The company is bringing the pod to Arlington with the help of the North Central Texas Council of Governments, a regional entity that steers policy and government funds for transportation projects across North Texas.
NCTCOG Transportation Director Michael Morris says the Virgin Hyperloop One is of particular interest to them.
"If you were in my shoes, sitting on 7.5 million people, soon 12 million people -- remember we're growing at about a million people a decade -- you're gonna want to use every tool in the toolbox," Morris said. "And for this technology to come along, I wouldn't want to be somebody who didn't take it seriously."
Morris and other local leaders have visited the Nevada test site -- and have taken two trips to Virgin Hyperloop One's headquarters in Los Angeles to learn more about the technology.
He says NCTCOG has a feasibility study underway to see if the hyperloop would be viable in North Texas. And they're already looking at potential alignments that would connect Fort Worth, Arlington, and Dallas.
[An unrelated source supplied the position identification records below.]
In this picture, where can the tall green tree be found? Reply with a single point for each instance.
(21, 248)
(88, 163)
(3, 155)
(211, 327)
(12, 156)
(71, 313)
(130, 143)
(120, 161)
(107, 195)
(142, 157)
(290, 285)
"We're hoping that high-speed rail comes into Downtown Dallas -- and we either extend that technology to Arlington and Fort Worth or we look at hyperloop technology to get to Arlington and Fort Worth," Morris said. "What's critical to us is we've got to get a gateway into DFW International Airport from this high-speed rail technology -- and that's the Arlington station -- either through high speed rail or through the hyperloop technology."
He says they've also started talking to other regions of the state to gauge their interest in one day extending hyperloop or high-speed rail from North Texas all the way down to Laredo.
"This technology is less than ten years away," Morris said. "Lots of conversations will be occurring this week with regard to the company business elements as we continue to explore this interest."
Members of the public can see the XP-1 pod display as part of the regular AT&T Stadium tour. Ticket information can be found by visiting the stadium's website.
The company is also bringing in several school groups to visit the display, so they can experience it as well.